The president tapped the table with his ruler. Stinson read the minutes of the previous meeting, and the board was in session and ready to proceed to business. The president stated that he had been made the recipient of singular information affecting the value and prospects of their property only the day before, and he had lost no time in calling them together, that the matter might be inquired into.
"And our worthy solicitor, Mr. Jordan, will now kindly repeat to the board the statements he has already made to me in private."
"I know nothing, gentlemen," said Jordan, "but what was mentioned to me by one of your own number, here present. He is now, I doubt not, ready to repeat his statements at length for your united consideration. I allude to my respected friend, Mr. Podevin."
The Pere Podevin coughed behind his hand, looking disgust from under his eyelids for a solicitor who could thus betray a confidential conversation. "Was the man a fool or a rogue?" he asked himself. If he had not actually paid him a fee on addressing him, had he not given information worth thousands, if properly used?--given it freely for the sake of consulting him--and Jordan had promised advice in the morning--the morning now come--and here, instead of a friendly hint how he might save himself, the treacherous adviser, having already had twenty-four hours' exclusive use of the news, was calling on him to divulge everything before the whole board, giving an equal start to the others with himself in the race to save something, or rather letting himself be ruined with the rest. However, all eyes were on him now, and there was no escape.
"It was on yesterday," he said, "zat I hear of ze men to say, ver _secretement_ to ze ozers, as they have dig out all ze _cuivre_ of ze mine. I five zose men to drink in retirement from ze rest, and I ask, and zey confirm zat of ze _cuivre_ is no more. _Mon Dieu!_ Misterre Herkimair--to tink of ze moneys to nourish my _vieillesse_, and ze _dots_ of my daughtairs _innocentes!_ All sunk in ze mines----"

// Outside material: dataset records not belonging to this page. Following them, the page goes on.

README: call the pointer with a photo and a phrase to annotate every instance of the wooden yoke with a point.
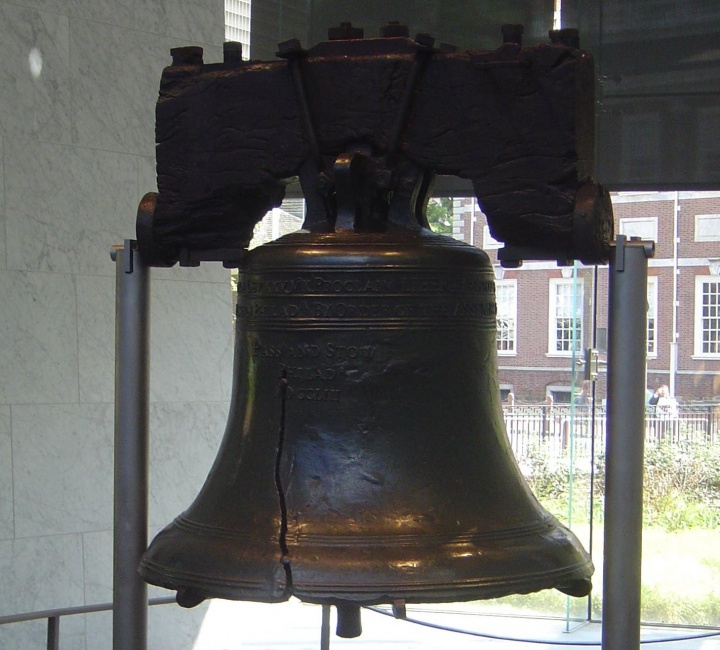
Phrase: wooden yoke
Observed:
(517, 121)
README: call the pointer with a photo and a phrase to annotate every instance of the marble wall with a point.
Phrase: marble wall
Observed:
(78, 84)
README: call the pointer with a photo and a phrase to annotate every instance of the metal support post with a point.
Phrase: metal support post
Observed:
(325, 628)
(627, 346)
(132, 307)
(53, 636)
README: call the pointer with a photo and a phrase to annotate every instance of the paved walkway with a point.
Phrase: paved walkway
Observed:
(296, 626)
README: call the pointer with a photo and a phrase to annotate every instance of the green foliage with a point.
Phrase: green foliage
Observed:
(681, 485)
(439, 215)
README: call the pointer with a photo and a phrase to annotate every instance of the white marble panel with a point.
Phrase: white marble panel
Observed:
(32, 635)
(7, 526)
(98, 561)
(189, 20)
(41, 573)
(119, 13)
(96, 337)
(3, 256)
(66, 206)
(62, 459)
(34, 77)
(191, 342)
(115, 78)
(184, 441)
(38, 338)
(169, 626)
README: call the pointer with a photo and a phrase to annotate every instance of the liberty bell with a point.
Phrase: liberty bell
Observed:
(365, 458)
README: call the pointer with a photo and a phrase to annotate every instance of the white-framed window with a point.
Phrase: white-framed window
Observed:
(565, 331)
(506, 298)
(237, 23)
(643, 227)
(707, 316)
(707, 227)
(652, 317)
(489, 242)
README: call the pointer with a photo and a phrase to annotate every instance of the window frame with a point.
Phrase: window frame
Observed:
(512, 315)
(699, 328)
(577, 285)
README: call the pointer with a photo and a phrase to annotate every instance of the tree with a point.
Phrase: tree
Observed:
(439, 215)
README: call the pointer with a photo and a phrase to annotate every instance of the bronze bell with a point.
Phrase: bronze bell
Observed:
(365, 458)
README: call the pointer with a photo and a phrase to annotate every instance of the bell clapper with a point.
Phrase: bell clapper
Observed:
(349, 625)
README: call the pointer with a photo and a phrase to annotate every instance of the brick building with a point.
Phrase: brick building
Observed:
(548, 316)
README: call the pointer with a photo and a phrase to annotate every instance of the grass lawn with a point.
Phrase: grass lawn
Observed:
(680, 581)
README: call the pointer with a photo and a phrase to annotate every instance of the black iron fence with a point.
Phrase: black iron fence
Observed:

"Well?" asked Ralph a little testily; "and pray who did it? Who sunk your money? You are of lawful age, Mr. Podevin, and believed to be of sound mind. You are privileged to act for yourself, and you must bear the consequences of your own acts. If your shares had risen to double the price you paid for them, you would have taken the profit as the reward of your own smartness; if it turns out the other way, why should you come grumbling to me? _I_ did not make you risk your money or throw it away."
"You say, Misterre Herkimair, zere were fortunes in ze rocks of La Hache svamp, and I believe ze _riche_ Misterre Herkimair, and I give ze little _bourse_ made up _sou_ by _sou_ in all zese year vit so much of care----"
"Yes, and thought to make your fortune, Mr. Podevin? and now you think you are going to lose it--the chance every man is liable to who speculates or plays poker. You throw a sprat expecting to catch a herring, and at times the herring is _not_ caught, and the sprat is thrown away. You must accept the chances of the game, or else you should not play. Look at me! Think of the thousands I stand to lose if our enterprise miscarries! What are your few hundreds compared to that? Yet I make no lament."